Physical characteristics
- • location: Lupăria, Rîșcani district
- • length: 30 km

= Glodeanca River =

Glodeanca is a river in the Republic of Moldova, a right tributary of the Căldărușa River. It rises near the village of Lupăria, Rîșcani district, and flows southwest. The average width of the riverbed is 2-4 m, the depth - 0.5 m, the speed of the watercourse varies between 0.1-0.3 m/s. In dry years, some sectors of the riverbed dry up completely.

== Ecology ==
Between 2018 and 2020, a pilot project led to the planting of 9 hectares of riparian protection strips along the Glodeanca River, a tributary of the Camenca River in the Glodeni district. Implemented by the Women's Association for Environmental Protection and Sustainable Development with international and local support, the initiative achieved high survival rates for the saplings, ranging between 66% and 90%. These ecological efforts laid the foundation for a local ecological corridor designed to protect water resources from evaporation and establish a connection with the "Pădurea Domnească" scientific reserve.

=== Catastrophe ===
An ecological incident occurred in Glodeni when a crack in the accumulation basin of the local sugar factory caused a major wastewater spill.

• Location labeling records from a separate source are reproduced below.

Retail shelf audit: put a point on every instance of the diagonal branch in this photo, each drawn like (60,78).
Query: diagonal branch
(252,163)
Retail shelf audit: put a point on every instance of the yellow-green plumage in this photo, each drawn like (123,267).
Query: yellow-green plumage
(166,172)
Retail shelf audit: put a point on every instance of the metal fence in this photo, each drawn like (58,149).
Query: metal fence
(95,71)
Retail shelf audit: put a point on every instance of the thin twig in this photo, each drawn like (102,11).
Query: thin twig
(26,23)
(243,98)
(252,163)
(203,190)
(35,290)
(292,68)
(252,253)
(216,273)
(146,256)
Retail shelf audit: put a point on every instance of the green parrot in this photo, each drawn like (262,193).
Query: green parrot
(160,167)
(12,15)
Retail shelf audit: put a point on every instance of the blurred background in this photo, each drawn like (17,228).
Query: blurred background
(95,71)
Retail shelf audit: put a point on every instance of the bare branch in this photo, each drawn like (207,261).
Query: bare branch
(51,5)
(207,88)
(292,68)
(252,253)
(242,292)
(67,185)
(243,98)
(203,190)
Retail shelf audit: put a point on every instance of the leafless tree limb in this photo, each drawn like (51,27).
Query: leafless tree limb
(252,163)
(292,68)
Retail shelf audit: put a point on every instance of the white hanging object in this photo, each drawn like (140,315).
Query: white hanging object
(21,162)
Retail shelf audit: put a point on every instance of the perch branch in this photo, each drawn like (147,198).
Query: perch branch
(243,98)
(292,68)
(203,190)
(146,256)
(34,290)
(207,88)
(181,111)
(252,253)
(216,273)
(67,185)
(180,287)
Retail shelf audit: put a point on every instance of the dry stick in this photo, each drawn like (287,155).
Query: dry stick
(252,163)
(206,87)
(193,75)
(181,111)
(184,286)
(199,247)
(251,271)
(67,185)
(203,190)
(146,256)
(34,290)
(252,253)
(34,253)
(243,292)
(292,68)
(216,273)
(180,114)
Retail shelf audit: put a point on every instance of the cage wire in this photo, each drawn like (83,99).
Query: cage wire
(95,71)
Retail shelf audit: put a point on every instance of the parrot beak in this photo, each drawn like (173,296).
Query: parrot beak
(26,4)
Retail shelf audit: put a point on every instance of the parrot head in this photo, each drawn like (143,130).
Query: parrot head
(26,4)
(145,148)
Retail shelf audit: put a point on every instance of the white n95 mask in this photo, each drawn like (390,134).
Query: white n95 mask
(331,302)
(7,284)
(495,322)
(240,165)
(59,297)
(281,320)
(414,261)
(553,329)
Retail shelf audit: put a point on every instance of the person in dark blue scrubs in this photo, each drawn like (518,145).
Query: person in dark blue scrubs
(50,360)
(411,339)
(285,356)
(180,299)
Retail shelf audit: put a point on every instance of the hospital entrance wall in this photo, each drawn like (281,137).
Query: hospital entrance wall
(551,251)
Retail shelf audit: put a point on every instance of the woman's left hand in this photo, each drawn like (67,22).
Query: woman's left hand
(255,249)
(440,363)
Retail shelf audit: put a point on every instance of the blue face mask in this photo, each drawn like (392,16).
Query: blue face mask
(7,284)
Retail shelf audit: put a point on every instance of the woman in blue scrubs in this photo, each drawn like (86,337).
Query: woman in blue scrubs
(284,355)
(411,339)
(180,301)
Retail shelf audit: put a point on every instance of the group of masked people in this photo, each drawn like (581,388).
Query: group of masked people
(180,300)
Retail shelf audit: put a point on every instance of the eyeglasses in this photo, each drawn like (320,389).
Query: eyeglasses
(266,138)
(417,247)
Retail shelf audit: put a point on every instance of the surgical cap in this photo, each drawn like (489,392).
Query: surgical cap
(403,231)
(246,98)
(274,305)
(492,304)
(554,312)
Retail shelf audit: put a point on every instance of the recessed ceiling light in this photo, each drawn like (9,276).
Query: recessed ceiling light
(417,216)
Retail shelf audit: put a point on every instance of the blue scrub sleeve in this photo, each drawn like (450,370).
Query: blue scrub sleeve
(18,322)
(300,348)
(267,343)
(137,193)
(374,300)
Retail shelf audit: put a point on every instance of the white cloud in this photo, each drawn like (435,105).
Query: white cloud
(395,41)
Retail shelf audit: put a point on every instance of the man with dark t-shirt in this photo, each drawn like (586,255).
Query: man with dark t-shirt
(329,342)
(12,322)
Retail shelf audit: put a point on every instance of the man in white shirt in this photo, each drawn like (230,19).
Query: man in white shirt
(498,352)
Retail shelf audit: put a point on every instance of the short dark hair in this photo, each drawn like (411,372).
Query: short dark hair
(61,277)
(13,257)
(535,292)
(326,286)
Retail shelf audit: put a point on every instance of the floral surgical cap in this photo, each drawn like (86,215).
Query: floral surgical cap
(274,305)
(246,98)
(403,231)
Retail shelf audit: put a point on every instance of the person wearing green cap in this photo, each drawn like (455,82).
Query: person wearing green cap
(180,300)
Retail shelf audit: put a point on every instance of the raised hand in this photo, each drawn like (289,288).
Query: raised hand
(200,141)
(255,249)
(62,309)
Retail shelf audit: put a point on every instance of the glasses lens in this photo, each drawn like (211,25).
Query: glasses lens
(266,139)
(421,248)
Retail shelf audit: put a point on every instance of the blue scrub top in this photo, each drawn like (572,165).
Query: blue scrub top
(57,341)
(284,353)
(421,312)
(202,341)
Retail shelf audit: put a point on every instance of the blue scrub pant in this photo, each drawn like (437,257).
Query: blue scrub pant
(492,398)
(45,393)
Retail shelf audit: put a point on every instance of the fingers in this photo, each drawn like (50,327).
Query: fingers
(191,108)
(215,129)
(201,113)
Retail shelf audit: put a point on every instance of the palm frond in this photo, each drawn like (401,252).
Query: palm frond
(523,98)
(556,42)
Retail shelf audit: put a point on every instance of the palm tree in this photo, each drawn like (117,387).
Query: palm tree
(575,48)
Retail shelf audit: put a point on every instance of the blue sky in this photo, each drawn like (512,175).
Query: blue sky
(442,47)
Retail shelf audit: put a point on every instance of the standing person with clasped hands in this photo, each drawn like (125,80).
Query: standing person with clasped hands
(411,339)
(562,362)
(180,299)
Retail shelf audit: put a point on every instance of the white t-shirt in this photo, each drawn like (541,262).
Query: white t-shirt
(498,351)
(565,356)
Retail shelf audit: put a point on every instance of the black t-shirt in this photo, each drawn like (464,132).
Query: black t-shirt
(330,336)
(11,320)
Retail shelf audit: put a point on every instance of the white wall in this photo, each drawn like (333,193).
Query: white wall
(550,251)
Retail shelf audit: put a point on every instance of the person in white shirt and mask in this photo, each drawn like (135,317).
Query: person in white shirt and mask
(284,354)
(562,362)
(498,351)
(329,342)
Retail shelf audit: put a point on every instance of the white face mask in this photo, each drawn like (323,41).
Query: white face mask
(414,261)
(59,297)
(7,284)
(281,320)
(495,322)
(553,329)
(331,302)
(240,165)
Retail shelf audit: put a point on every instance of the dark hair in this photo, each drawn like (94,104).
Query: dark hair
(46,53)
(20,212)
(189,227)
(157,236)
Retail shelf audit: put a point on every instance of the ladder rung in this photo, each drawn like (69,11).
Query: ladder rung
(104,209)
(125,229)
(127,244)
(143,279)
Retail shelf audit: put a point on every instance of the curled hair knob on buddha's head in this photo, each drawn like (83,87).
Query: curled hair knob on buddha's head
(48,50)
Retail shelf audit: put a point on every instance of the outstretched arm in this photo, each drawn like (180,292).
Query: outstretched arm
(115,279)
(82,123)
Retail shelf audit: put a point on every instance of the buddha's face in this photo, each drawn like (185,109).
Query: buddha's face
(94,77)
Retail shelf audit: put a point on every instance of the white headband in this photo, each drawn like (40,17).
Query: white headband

Approximately 8,000 cubic meters of wastewater leaked within a two-hour timeframe, flooding parts of the city and flowing directly into the Glodeanca River. The incident prompted authorities to issue public warnings advising residents not to consume water from local wells. In response to the environmental damage and strong unpleasant odors that spread throughout the city, the administration of the sugar factory was fined 10,000 lei, while soil and water samples were collected to determine the full extent of the environmental impact.